The sun has dipped below the hills surrounding our anchorage on Cabrera and we are in shade. Across the bay the sixteenth century castle sits high above the entrance to the harbour, now in ruins but still standing proud, overseeing the stretch of water that separates the island of Cabrera from Mallorca, five miles to the North. There are thirty boats in the harbour, each one, like us, has applied for a permit to stay overnight, tethered to one of the orange mooring buoys that dot the bay. The sky is cloudless and the water flat calm. It is 7:15 in the evening and the temperature is 24 degrees. Voices from other yachts carry across the water in the still air as people gather in their cockpits to enjoy the warm evening. A motor boat glides into the harbour, observing the 5 knot speed limit; a crewman in a white shirt on the foredeck, preparing the mooring line. As the boat approaches the mooring he uses a boat hook to pick up a small red buoy which is attached to the heavy line anchored to the sea bed. A few adjustments and his work on deck is done; he disappears below maybe to clean the galley or maybe he is the chef as well?

On Juno I am sitting in the cockpit with my laptop. Caroline is down below preparing supper and the generator is grumbling away in the background, charging our batteries. We rely on our bank of service batteries to run the fridge, freezer, lights, water pumps and a host of other appliances that we take for granted at home. Without the power in the batteries we would be bereft of all our little luxuries so when we aren't attached to the shore power we run the generator for two hours every day to top up our source of

The sun has set now and it's dusk. Anchor lights at the top of masts start to appear against the darkening sky. The slight swell in the harbour heaves against the rocky foreshore, the waves slurping and sucking as they work their way into the crevasses in the rock face. The island of Cabrera is a national park, strictly controlled by the government of the Balearic islands, limiting the number of yachts that are allowed in the harbour and banning any forms of tourism on the island. As a result, there are no hotels, restaurants or houses on the island. Just a single bar that sells the ubiquitous San Miguel beer from a tap, tended by laughing locals who seem to thrill in the simple remoteness of this little island.

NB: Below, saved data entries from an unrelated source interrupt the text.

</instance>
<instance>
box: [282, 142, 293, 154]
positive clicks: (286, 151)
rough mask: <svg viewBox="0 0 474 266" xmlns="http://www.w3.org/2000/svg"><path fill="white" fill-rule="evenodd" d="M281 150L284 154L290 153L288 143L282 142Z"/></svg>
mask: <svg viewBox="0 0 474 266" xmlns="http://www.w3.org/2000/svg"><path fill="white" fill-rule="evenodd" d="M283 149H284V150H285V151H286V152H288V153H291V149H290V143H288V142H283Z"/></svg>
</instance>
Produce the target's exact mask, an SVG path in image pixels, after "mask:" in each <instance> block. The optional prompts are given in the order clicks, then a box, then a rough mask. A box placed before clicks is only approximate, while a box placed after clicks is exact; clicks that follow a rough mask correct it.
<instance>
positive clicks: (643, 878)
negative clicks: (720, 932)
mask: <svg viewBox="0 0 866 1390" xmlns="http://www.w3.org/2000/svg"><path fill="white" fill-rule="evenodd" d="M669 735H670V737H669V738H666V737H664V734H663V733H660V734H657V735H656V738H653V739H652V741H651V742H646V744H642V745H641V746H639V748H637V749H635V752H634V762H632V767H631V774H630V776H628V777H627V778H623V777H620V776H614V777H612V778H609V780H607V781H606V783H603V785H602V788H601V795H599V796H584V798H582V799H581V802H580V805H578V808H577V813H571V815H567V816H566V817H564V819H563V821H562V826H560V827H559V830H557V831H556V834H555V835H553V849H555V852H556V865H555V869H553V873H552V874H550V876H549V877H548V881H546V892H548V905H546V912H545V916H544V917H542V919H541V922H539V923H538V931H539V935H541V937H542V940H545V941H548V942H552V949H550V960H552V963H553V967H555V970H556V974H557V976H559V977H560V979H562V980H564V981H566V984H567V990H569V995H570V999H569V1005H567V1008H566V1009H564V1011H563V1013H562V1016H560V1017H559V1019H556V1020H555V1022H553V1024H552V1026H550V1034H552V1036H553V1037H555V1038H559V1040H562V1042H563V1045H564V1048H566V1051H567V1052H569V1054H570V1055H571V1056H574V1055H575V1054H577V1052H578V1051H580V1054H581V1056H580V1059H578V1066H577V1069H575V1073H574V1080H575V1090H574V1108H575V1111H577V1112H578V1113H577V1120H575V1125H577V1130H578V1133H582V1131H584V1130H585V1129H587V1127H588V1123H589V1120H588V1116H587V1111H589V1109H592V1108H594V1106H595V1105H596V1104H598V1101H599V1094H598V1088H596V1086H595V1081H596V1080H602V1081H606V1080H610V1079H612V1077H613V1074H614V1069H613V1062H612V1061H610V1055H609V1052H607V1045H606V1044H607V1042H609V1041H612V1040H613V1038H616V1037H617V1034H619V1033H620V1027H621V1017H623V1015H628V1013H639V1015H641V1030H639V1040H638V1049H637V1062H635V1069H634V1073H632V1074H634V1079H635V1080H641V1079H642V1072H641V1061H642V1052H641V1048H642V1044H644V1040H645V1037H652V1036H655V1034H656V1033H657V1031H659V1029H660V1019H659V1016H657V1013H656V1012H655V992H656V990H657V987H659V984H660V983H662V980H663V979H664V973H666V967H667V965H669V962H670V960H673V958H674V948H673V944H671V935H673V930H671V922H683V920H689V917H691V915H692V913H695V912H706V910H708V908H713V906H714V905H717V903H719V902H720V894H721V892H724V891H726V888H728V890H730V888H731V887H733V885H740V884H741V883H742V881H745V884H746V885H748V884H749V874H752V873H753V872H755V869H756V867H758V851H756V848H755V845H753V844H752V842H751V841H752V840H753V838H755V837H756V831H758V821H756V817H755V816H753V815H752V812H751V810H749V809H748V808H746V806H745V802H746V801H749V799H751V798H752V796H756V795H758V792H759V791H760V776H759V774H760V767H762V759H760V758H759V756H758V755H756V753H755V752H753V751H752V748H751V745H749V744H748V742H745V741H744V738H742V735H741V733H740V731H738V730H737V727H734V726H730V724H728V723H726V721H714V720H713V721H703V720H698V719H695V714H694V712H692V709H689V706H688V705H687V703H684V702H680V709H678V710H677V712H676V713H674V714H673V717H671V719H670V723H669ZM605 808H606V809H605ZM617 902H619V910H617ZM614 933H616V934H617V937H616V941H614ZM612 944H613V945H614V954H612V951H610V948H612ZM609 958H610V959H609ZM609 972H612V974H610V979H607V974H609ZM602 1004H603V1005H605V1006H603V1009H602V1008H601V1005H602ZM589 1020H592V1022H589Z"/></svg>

Earlier today we launched our rib and motored around the bay in the afternoon sun, sliding over the crystal clear water which acts as a lens, magnifying the wildlife below. We see small jellyfish, hanging in the water,
pulsing as they draw their poisonous entrails behind them. Suddenly there is a flash of grey and blue, accelerating out of the weed a barracuda darts under our bows, seeking the protection of deeper water. We tie our tender up to the small dock and follow the footpath up to the castle, scrambling up the gravel path and eventually reaching the battlements. A tiny circular stone staircase takes us up the last twenty feet to the lookout tower from where we can see across the water to the busy port of Palma in the distance and down beneath us Juno sparkles in the afternoon sunshine.

After the bustle and sophistication of Mallorca, Cabrera at first seems rather banal, but now we have adjusted to its simple charms and the natural, unspoilt surroundings. Lights are now dotted around the anchorage and its time to silence the generator and ease ourselves into the stillness of Cabrera, untouched by generations.